Malta Financial Services Authority (MFSA) Encourages Sector-Wide Alignment to Banking Risk, Capital Disclosure Practices

The MFSA is urging sector-wide alignment to banking risk as well as capital disclosure practices.

The MFCA noted in a recent update that it is calling for enhanced consistency as well as more transparency among credit institutions.

The Malta Financial Services Authority (MFSA) has issued a formal letter to all the credit institutions, highlighting the “importance of adhering to the Pillar 3 disclosure requirements” as they apply under the latest Capital Requirements Regulation (CRR).

According to the update from the MFSA, these measures aim to provide more transparent and comparable information to “market participants, fostering greater trust in the banking sector.”

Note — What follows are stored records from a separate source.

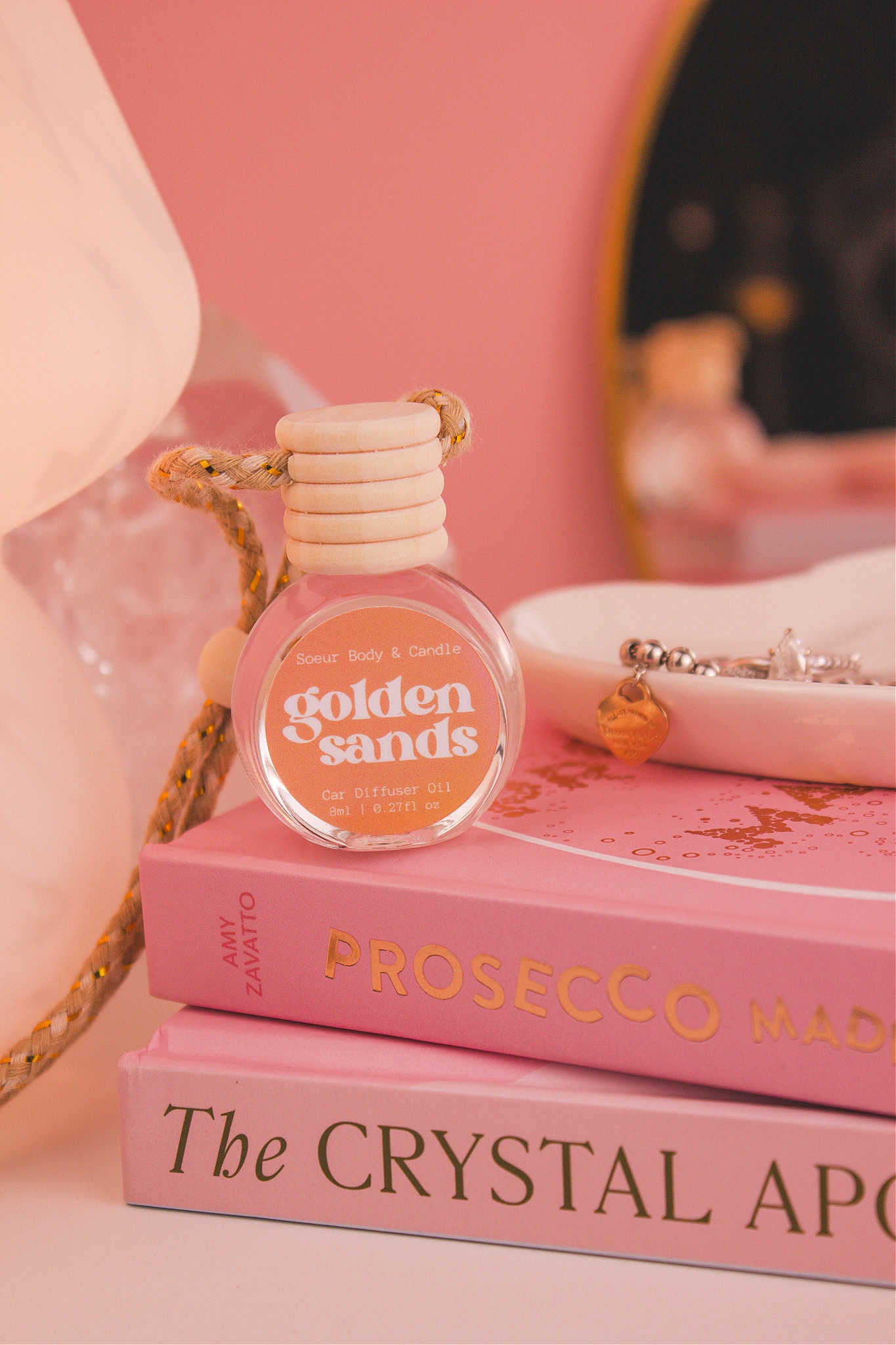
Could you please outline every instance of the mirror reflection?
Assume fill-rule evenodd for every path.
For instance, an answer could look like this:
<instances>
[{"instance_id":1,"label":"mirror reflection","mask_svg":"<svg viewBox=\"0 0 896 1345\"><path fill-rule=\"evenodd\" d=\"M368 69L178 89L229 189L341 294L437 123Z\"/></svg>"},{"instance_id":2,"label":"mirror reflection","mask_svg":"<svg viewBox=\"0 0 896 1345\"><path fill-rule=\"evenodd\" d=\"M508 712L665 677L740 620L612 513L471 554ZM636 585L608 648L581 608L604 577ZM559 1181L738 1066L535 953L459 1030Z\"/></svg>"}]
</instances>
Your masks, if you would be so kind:
<instances>
[{"instance_id":1,"label":"mirror reflection","mask_svg":"<svg viewBox=\"0 0 896 1345\"><path fill-rule=\"evenodd\" d=\"M642 568L727 581L893 541L893 7L709 0L623 277Z\"/></svg>"}]
</instances>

The Basel III regulatory framework, as implemented across the European Unuon, is built upon three key pillars, with Pillar 3 focused on “promoting market discipline through increased public disclosure.”

As explained in the update from the MFSA, these disclosures cover areas such as “risk management, capital adequacy, leverage and credit exposures.”

The goal is to provide stakeholders with insight into “a bank’s risk profile and financial health.”

In May 2024, the MFSA distributed a questionnaire “to Compliance Officers of Less Significant Institutions (LSIs) to assess their adherence to general disclosure requirements as outlined in the regulation.”

The study determined that many institutions have established comprehensive policies and procedures, “publishing disclosure information in a timely and accessible manner.”

The majority of banking institutions also reportedly audit their “disclosure information before publication.”

However, some institutions were found to have “discrepancies in their public disclosures, missing semi-annual publications, or having incomplete formal policies and procedures.”

In addition to this, there were instances where certain “disclosure locations on websites were not easily accessible to stakeholders.”

To address these pertinent matters, the MFSA provided several important recommendations, including the development of formal policies, “where lacking, adherence to “semi-annual disclosure obligations, and ensuring that disclosures are fully accessible.”

The MFSA further noted that financial institutions are also encouraged to consider “independent audits of their disclosures to ensure accuracy and reliability.”

Catherine Galea, MFSA’s Head of Banking Supervision explained that transparency and accountability are considered to be “crucial components” of market confidence.

Catherine added that they now call on all credit institutions to implement best practices in their Pillar 3 disclosures, “as this not only fulfils regulatory obligations but also strengthens trust among investors, regulators, and the public,”

The MFSA concluded in its latest update that it now encourages all institutions to carefully review and enhance their current practices to ensure full alignment with these expectations, “demonstrating their commitment to transparency, accountability, and the highest standards of governance.”